Emeline nodded. “I almost believe you.”
“Have you any idea,” her husband demanded, “how unutterably dreary it is stuck in this damned bed for days on end? I’m stiff enough to carve into a table. My only pleasure is stumbling out of bed to piss or cursing at the apothecary.”
“Just two more days, my love. The doctor promises you can get out of bed and limp downstairs on Friday. I shall clear the spicery of lavender, and we shall have salmon and roast duck for dinner. A last celebration before we say goodbye to Maman and Avice.”
He grinned back.
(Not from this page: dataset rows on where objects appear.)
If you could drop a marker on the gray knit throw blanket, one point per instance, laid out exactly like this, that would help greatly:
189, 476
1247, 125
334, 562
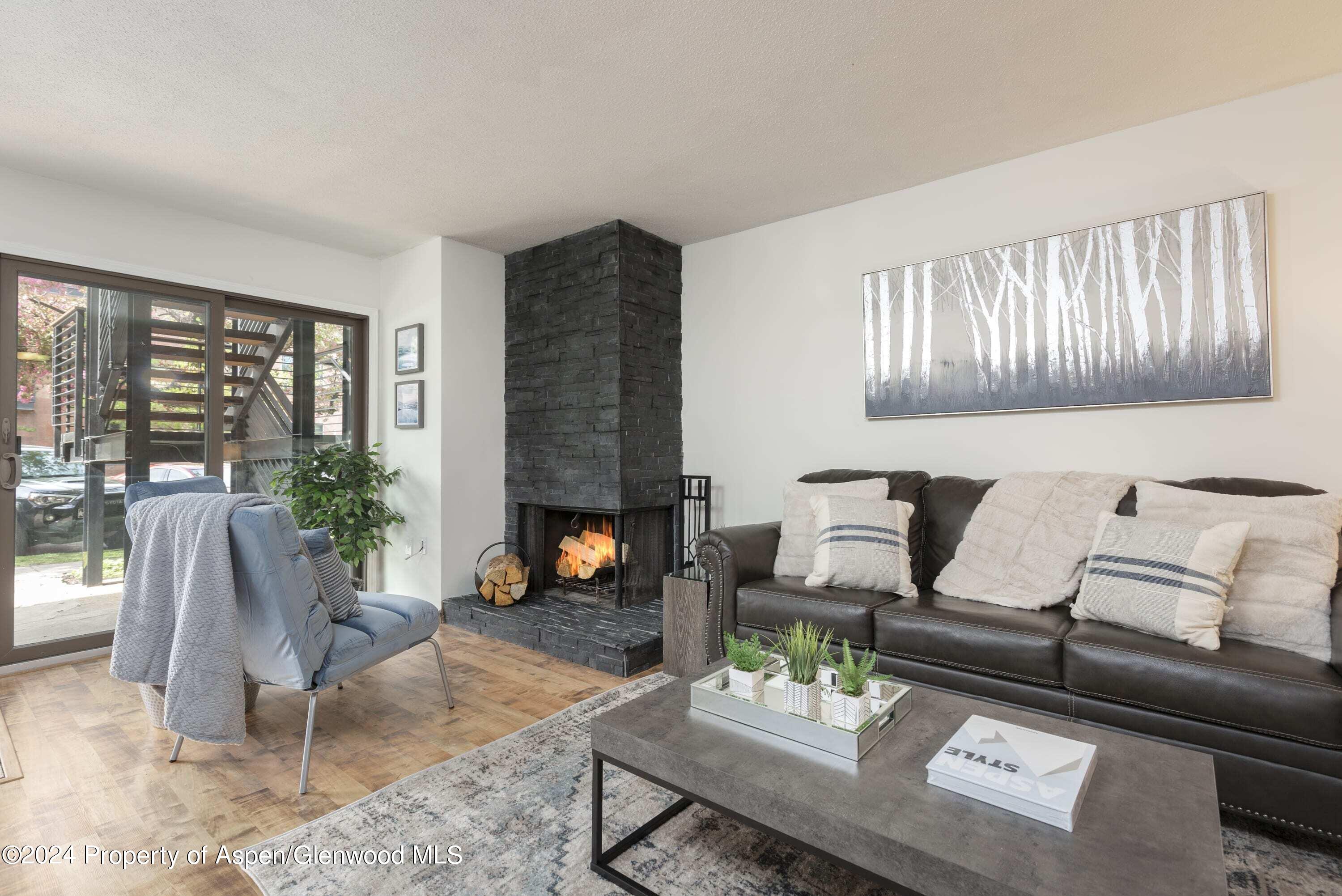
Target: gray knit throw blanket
178, 624
1026, 544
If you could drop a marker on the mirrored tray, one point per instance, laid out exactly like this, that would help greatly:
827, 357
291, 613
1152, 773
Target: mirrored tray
713, 694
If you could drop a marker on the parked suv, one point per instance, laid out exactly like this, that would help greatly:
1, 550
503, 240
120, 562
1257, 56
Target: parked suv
50, 503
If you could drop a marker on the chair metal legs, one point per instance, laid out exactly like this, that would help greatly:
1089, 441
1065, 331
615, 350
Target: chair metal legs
308, 742
312, 721
442, 670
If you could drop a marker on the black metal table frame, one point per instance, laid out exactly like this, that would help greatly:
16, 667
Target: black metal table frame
602, 859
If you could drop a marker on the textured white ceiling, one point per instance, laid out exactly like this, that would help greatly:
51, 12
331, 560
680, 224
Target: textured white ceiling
371, 127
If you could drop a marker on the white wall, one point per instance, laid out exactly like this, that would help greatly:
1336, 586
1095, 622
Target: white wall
471, 391
59, 222
773, 361
412, 293
451, 490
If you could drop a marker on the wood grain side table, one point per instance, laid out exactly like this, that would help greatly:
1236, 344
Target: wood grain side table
685, 607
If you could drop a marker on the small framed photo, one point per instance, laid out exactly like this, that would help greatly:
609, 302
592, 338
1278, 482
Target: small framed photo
410, 404
410, 349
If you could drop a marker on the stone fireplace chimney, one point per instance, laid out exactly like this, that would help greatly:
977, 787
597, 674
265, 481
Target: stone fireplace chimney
592, 394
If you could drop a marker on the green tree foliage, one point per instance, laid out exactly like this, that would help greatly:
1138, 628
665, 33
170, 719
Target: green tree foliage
337, 487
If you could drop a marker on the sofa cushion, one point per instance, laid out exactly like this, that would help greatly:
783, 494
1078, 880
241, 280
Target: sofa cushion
980, 637
905, 484
1246, 686
773, 603
948, 503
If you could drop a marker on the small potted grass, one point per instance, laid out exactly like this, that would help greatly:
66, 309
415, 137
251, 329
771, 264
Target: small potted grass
748, 660
850, 703
804, 647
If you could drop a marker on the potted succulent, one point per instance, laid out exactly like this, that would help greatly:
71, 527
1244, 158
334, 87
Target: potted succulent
748, 659
804, 645
851, 705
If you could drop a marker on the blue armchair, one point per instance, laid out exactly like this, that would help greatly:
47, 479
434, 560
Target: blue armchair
288, 636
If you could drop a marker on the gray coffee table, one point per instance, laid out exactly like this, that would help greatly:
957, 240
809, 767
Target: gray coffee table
1149, 823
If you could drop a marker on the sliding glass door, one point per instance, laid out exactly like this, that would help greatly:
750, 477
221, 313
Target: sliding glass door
106, 382
302, 390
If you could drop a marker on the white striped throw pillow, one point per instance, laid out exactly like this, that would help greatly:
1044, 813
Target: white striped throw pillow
333, 574
862, 544
1161, 577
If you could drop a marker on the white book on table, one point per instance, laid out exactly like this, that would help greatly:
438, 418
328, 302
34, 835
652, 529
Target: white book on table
1027, 772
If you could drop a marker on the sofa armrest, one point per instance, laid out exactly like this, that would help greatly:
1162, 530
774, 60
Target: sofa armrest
735, 556
1337, 625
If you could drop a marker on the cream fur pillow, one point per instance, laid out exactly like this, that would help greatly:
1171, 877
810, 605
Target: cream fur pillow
798, 544
1290, 561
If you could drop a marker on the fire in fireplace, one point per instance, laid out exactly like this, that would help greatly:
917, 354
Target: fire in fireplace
591, 552
576, 552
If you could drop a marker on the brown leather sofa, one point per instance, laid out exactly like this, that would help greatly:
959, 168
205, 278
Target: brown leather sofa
1271, 719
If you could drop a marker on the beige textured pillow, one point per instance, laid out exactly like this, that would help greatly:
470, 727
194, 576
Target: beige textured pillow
798, 545
1290, 561
1163, 578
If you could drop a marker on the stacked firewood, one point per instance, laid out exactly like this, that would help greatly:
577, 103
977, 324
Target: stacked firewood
505, 580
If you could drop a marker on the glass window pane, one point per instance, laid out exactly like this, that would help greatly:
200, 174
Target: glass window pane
292, 396
110, 391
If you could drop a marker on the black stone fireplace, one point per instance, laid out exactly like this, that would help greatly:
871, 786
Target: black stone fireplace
592, 394
591, 445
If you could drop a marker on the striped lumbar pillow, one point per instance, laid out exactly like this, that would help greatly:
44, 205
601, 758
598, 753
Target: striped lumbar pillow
333, 574
862, 544
1164, 578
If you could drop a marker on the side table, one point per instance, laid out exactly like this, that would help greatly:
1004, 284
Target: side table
685, 608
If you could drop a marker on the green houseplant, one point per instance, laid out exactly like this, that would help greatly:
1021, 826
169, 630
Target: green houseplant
748, 660
850, 702
337, 487
803, 644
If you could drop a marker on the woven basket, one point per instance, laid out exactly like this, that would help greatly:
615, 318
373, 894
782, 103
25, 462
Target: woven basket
152, 695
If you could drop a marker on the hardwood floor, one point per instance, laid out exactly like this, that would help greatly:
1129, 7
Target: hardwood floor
96, 773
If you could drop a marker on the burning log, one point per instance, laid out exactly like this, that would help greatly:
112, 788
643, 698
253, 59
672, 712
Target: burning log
584, 556
586, 553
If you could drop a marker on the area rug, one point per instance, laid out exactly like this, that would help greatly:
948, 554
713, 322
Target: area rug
517, 812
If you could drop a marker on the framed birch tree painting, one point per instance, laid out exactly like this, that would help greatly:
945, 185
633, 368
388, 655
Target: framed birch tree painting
1169, 308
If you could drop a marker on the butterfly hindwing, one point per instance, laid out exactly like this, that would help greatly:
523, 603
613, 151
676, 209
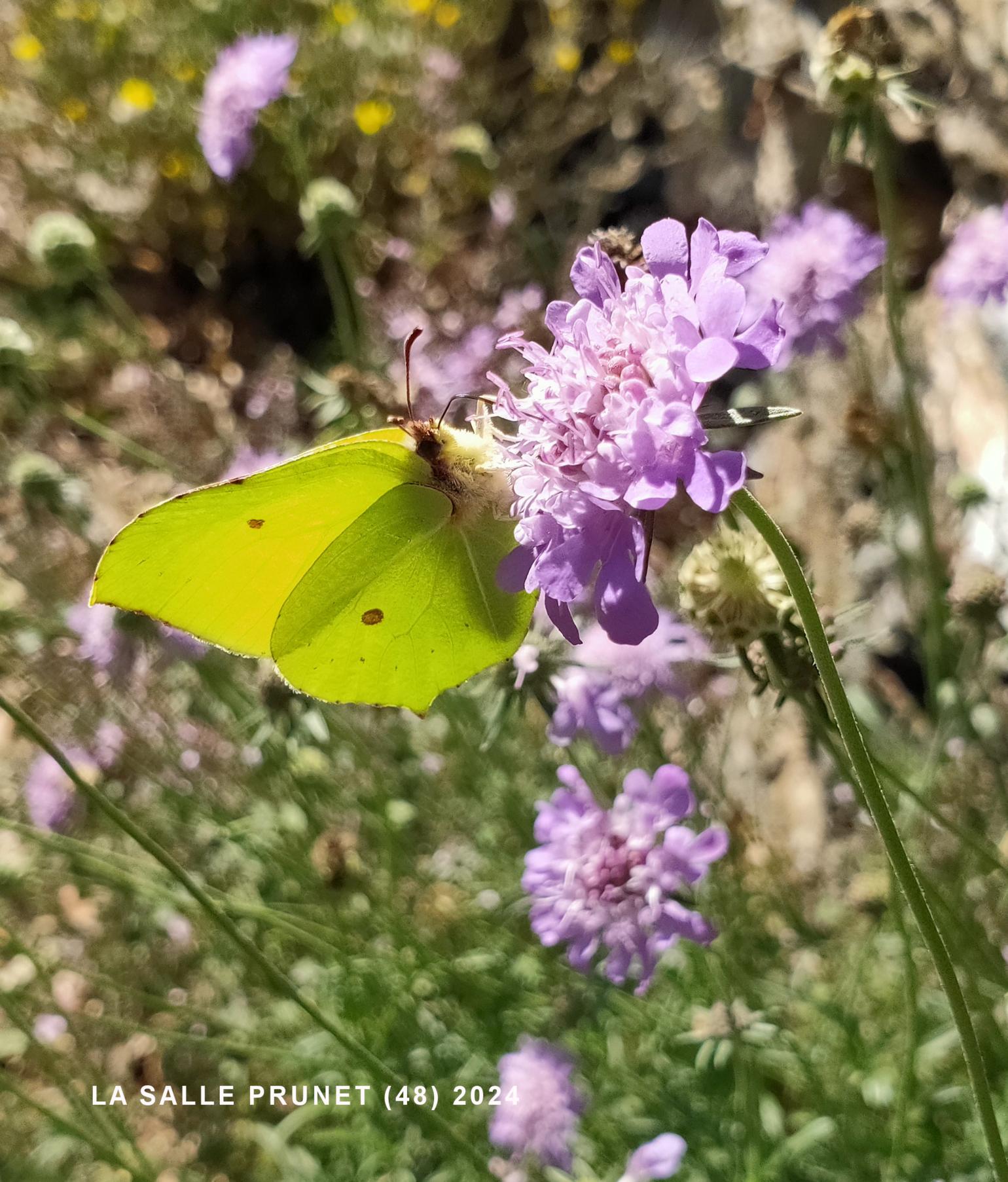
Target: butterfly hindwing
221, 561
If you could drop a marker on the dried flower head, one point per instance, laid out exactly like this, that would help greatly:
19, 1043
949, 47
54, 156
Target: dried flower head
64, 244
613, 879
610, 430
732, 587
246, 77
856, 57
541, 1124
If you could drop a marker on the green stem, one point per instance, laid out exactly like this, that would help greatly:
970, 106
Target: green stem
878, 806
336, 271
227, 925
921, 461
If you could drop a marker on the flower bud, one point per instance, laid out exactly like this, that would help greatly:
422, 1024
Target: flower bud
967, 490
64, 244
16, 346
327, 202
39, 479
854, 52
977, 595
732, 587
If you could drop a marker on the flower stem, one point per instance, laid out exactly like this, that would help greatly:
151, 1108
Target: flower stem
380, 1070
878, 806
920, 452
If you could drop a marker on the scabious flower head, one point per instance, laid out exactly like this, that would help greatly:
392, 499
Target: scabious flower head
594, 695
50, 794
613, 879
543, 1123
246, 77
658, 1158
610, 424
816, 265
247, 461
974, 267
733, 587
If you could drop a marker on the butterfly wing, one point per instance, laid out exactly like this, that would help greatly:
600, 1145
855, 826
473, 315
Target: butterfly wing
402, 606
220, 562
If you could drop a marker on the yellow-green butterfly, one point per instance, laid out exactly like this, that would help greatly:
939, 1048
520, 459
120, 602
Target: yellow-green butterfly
364, 568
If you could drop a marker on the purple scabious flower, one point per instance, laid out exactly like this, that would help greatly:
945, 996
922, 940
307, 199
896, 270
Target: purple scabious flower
246, 77
974, 267
658, 1158
611, 879
816, 265
543, 1122
98, 640
50, 794
247, 461
610, 424
594, 697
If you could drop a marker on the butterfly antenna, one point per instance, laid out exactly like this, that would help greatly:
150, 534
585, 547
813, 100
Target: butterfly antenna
406, 351
455, 397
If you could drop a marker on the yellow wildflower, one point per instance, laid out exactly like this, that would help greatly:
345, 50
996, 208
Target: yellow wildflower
26, 48
374, 115
567, 57
447, 14
175, 166
73, 109
137, 94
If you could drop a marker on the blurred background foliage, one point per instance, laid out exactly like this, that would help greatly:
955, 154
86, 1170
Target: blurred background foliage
374, 856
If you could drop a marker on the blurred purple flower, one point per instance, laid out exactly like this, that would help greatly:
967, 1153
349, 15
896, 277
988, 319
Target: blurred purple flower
658, 1158
246, 77
816, 264
610, 424
442, 64
594, 695
98, 640
516, 305
109, 739
50, 794
116, 653
974, 267
544, 1121
48, 1027
613, 879
247, 461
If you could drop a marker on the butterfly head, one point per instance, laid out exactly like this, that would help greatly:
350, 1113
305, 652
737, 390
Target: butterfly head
465, 465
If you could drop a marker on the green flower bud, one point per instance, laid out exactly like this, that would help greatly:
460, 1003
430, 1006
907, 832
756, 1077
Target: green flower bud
327, 201
64, 244
16, 345
732, 587
472, 141
39, 479
967, 490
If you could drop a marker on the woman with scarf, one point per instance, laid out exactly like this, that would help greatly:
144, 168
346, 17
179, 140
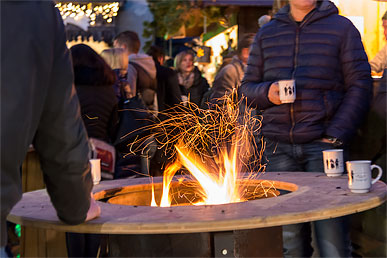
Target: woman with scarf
192, 84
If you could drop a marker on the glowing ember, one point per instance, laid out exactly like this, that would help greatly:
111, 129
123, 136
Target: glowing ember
215, 145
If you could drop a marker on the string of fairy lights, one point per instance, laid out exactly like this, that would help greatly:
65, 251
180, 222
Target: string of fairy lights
90, 10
His forehead was still thickly bandaged, his left hand was invisible beneath a wadding of linen, and under the covers his right knee was swaddled. He also had two broken ribs and a small wedge of flesh missing from his left earlobe. But, he assured everyone, he was now feeling exceedingly well. “I lost so much blood during those damned attacks, there was none left to feed the leeches once I got home. But bed rest isn’t my favourite pastime as you know, my sweet, though you might think it is, the amount of time I’ve been tied to it over the year. Besides, I feel wretched about Adrian. And even worse about Sysabel.”